Ayala, who does not consider herself Latinx, had been interested in joining Sabrosura since last year and auditioned this fall because she had a less busy schedule. She cited her love for dance and the encouragement of friends as key factors in prompting her to venture into the Sabro family.
“Growing up … I had never done any Latin dancing,” Ayala said. “I think the kind of dancing that I did was more like ballet and contemporary, and that’s very individual and you don’t get that feeling of social gathering. I feel like Sabro really provides that. Sabro at the end of the day is a family.”

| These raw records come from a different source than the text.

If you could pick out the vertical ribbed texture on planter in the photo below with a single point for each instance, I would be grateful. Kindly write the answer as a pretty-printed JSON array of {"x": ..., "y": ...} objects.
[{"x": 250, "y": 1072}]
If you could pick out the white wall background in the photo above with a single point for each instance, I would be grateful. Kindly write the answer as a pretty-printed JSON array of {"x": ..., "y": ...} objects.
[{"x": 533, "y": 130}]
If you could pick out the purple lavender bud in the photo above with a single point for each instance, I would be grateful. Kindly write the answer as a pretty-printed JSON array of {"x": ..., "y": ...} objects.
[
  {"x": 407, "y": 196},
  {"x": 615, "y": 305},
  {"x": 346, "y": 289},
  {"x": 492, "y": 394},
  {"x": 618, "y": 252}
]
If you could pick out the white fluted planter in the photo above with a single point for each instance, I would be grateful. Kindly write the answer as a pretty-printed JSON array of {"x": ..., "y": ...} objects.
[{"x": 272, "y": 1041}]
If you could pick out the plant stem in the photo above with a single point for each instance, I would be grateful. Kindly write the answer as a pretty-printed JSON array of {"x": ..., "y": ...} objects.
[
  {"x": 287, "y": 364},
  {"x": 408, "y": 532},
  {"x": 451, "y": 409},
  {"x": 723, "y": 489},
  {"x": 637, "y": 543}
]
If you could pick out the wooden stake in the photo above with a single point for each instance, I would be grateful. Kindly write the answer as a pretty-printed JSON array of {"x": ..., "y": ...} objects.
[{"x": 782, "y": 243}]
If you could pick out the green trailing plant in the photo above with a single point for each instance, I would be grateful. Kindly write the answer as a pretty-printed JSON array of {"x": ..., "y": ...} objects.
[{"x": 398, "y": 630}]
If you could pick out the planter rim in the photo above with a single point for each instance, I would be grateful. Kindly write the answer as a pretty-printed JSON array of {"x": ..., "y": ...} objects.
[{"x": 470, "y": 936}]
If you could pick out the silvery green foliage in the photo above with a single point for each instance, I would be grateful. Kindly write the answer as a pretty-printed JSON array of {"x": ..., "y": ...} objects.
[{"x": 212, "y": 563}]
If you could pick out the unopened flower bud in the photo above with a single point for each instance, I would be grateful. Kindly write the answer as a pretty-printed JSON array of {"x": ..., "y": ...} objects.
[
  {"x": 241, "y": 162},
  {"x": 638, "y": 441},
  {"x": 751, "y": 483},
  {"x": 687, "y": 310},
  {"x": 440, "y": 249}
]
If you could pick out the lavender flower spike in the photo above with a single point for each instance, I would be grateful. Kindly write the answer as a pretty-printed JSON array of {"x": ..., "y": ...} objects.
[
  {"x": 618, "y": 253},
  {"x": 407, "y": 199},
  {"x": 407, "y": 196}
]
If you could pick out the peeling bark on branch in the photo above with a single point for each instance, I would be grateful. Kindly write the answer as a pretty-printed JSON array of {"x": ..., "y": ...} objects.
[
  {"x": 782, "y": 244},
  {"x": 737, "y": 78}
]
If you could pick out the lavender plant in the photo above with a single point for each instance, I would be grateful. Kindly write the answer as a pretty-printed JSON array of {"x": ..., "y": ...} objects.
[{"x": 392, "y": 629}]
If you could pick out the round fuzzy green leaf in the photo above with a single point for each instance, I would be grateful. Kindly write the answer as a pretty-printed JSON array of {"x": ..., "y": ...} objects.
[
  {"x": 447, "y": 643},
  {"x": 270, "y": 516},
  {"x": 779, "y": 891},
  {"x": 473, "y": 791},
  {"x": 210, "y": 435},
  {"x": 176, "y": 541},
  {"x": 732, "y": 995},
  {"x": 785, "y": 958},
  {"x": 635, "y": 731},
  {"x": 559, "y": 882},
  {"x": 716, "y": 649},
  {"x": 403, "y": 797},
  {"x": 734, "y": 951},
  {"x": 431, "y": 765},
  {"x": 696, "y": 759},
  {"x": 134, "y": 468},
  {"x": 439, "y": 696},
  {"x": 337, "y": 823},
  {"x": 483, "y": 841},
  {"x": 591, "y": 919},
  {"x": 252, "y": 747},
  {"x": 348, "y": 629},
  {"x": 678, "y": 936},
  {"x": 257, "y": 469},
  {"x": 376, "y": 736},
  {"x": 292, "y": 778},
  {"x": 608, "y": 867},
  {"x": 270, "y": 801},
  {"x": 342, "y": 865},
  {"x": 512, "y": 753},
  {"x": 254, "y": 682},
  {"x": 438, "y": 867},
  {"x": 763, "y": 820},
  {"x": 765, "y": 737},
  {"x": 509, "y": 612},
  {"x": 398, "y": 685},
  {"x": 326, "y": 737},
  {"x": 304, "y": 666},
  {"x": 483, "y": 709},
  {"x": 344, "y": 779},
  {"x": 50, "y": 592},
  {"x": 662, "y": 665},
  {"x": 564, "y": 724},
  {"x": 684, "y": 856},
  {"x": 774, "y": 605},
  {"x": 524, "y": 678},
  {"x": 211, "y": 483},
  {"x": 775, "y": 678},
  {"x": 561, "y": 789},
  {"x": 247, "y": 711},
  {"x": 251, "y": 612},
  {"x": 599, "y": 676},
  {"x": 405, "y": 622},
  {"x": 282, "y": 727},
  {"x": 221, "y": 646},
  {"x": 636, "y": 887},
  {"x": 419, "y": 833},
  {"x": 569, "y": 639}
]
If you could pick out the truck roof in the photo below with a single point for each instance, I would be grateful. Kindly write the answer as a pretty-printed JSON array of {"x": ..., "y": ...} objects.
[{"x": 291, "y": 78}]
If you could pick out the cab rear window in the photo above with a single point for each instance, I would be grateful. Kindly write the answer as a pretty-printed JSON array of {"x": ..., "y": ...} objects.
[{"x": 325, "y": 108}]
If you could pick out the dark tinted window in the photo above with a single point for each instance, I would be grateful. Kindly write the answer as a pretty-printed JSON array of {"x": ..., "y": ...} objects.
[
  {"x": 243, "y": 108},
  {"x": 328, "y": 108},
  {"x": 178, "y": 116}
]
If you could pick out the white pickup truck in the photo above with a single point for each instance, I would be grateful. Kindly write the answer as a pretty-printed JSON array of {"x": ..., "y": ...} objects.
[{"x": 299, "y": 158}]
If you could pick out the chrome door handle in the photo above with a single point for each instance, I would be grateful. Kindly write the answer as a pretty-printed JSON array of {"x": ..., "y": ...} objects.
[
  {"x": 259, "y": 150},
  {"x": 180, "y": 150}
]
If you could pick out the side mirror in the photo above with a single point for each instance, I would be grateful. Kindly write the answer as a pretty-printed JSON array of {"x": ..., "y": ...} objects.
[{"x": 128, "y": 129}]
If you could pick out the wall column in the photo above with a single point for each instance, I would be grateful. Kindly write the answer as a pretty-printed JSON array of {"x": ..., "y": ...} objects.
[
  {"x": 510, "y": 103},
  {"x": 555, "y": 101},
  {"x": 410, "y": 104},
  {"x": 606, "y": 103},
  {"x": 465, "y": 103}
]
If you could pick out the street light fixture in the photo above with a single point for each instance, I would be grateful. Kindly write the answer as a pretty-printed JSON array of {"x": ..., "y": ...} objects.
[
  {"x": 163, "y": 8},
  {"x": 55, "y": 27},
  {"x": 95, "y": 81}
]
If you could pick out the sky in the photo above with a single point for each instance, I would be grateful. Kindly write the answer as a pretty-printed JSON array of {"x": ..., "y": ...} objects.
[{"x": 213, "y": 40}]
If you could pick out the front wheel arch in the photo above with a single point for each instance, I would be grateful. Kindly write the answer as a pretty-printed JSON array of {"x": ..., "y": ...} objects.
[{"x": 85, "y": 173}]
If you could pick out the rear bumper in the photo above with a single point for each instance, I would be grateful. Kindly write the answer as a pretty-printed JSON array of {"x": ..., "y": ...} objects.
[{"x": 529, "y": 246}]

A group of students affiliated with La Casa Cultural, Yale’s Latino cultural center, founded Sabrosura in 2007 as an outlet for cultural expression and celebration through dance. The organization received funding and support for its spring shows from a multitude of organizations, including La Casa, the Undergraduate Organizations Committee and the Morse College Creative and Performing Arts Award.
Since its inception, the organization has been housed at La Casa. From there, it receives the resources necessary to market and put on performances. According to Carolina Dávila, La Casa assistant director, the funds presented to Sabrosura support the costs of the showcases, including costume design, photography and event promotion.
This year’s Sabrosura spring showcase also received funding from a Creative and Performing Arts Award grant through Morse College. According to Micah Luce, operations manager for Saybrook College, the CPA Awards support on-campus dramatic, musical, dance, video, film, literary and comedy productions.
Luce said the process of reviewing applications for the award was intricate, and noted that the oversight of fund distribution is subject to the grant and the details listed on the CPA website.
Sabrosura obtained the CPA funding thanks to efforts of Mykaela Johnson ’19, Sabrosura’s treasurer, who applied for the grant earlier this semester through Morse, her residential college. Johnson was in charge of overseeing the troupe’s expenses and purchasing the necessary pieces for their show.
“We try to give each group that performs, once we know an idea of all the funding, a basic idea of how much they can spend for their costumes,” Johnson said. “Usually it will go towards things like dresses for the female dancers or accessories like bowties and hair flowers.
Sabrosura will holds its final shows on Friday at 6 p.m. and 9 p.m.